Great job on a very cool car ! :thumbsup:


----------



## -Hemi- (May 5, 2014)

Scott,
GREAT curb-side kit man!

Question, that "screen grille" in the back, what did you use for that? OR was that something within the kit as you said it was built box-stock?


----------



## scottnkat (May 11, 2006)

Thanks, guys. 

The screen on the back, along with the wind splitters next to the front hood and the hood pins, were photo-etched parts included with the kit.


----------



## -Hemi- (May 5, 2014)

that rear screen is a NICE detail! I got to figure out a way to make a few sections of that, 1/2 inch by 1/2 inch....I need 2 pieces, hmmmmm....know of any detail company that makes such?


----------



## DCH10664 (Jul 16, 2012)

-Hemi- said:


> that rear screen is a NICE detail! I got to figure out a way to make a few sections of that, 1/2 inch by 1/2 inch....I need 2 pieces, hmmmmm....know of any detail company that makes such?

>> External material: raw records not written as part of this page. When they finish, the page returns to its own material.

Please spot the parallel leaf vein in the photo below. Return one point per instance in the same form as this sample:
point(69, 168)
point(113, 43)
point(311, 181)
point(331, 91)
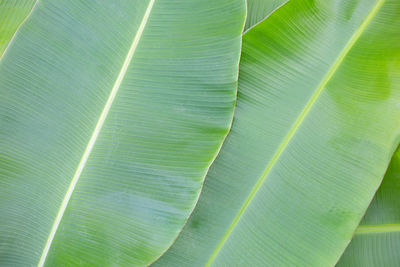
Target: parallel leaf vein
point(296, 125)
point(95, 133)
point(382, 228)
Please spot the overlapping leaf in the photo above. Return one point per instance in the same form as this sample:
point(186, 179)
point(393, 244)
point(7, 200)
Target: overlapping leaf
point(12, 14)
point(111, 113)
point(316, 123)
point(376, 242)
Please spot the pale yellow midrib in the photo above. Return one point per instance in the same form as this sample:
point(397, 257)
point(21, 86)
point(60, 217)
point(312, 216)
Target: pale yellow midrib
point(95, 134)
point(382, 228)
point(296, 125)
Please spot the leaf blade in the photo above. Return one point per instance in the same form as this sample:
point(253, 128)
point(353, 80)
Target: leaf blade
point(144, 173)
point(292, 51)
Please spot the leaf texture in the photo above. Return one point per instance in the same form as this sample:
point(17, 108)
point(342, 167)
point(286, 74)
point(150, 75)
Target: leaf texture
point(377, 240)
point(12, 15)
point(316, 123)
point(258, 10)
point(111, 113)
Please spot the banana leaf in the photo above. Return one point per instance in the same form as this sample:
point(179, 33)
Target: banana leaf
point(376, 241)
point(111, 113)
point(258, 10)
point(316, 123)
point(12, 14)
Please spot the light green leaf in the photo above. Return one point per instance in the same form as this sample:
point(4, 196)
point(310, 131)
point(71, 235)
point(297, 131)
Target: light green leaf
point(258, 10)
point(376, 242)
point(111, 113)
point(316, 123)
point(12, 15)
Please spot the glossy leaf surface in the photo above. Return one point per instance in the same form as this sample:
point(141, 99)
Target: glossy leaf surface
point(316, 123)
point(111, 113)
point(258, 10)
point(376, 242)
point(12, 14)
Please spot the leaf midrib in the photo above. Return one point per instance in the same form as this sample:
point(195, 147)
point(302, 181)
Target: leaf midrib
point(296, 125)
point(95, 133)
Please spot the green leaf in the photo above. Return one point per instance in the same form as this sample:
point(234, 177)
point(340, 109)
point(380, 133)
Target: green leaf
point(12, 15)
point(316, 123)
point(377, 239)
point(258, 10)
point(111, 113)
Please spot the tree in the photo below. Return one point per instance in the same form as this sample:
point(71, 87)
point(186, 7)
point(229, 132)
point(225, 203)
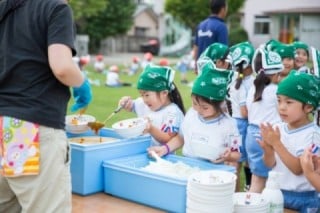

I've found a lot of brass screens on Ebay for my models. Most of it is fairly cheap in price. And comes out of china with free shipping. And is available in a great number of patterns. Or Paulbo might can help you. He seems to be a helpful source of information for a lot of stuff like that.


----------



## -Hemi- (May 5, 2014)

Thats my trouble, Ebay.....More to the point, Paypal, I don't have an account with them, nor do I have a single credit card, or even a debit card, so, that sort of "direction leads to no where.....

I can use Ebay, I'm a member, BUT if the seller doesn't take money order, I'm screwed! So, with that said, Who is Paulbo? Got a link to his stuff? AND a way to contact him?


----------



## SteveR (Aug 7, 2005)

Nice "sit" on that buildup. :thumbsup:


----------



## Skymnky261 (Sep 1, 2012)

Fantastic! One of my fav Fords


----------



## Old Coyote (May 8, 2013)

Really great looking GT40 ......... great work :thumbsup:


----------



## scottnkat (May 11, 2006)

Thank you, all, for the kind words. I appreciate it


----------



## DCH10664 (Jul 16, 2012)

-Hemi- said:


> Thats my trouble, Ebay.....More to the point, Paypal, I don't have an account with them, nor do I have a single credit card, or even a debit card, so, that sort of "direction leads to no where.....
> 
> I can use Ebay, I'm a member, BUT if the seller doesn't take money order, I'm screwed! So, with that said, Who is Paulbo? Got a link to his stuff? AND a way to contact him?


You can do what I do for Ebay. I went to the drug store and got a debit card that you put money on. It's reusable. And I only put money on it when I want to buy something. I used it to set up my PayPal account. And it works fine. It cost me $3.95 every time I put money on it. But you can put any amount you want on it. From $20.00 to $500.00.

And Paulbo is the paragraphix guy. He makes brass photo etch stuff for different models. He posts on the science fiction modeling forum a lot.


----------



## vypurr59 (Sep 25, 2011)

Great Looking Build


----------



## whiskeyrat (May 7, 2012)

Without a doubt my favorite Ford is the GT40. Super clean, sharp job on this one *scott*, well done! What color are the wheels, copper? Or is that brass?


----------



## scottnkat (May 11, 2006)

Thanks, guys. I'm really happy with how this came out.

whiskeyrat, the wheels were done in Alclad Pale Gold with Alclad Stainless Steel spinners.


----------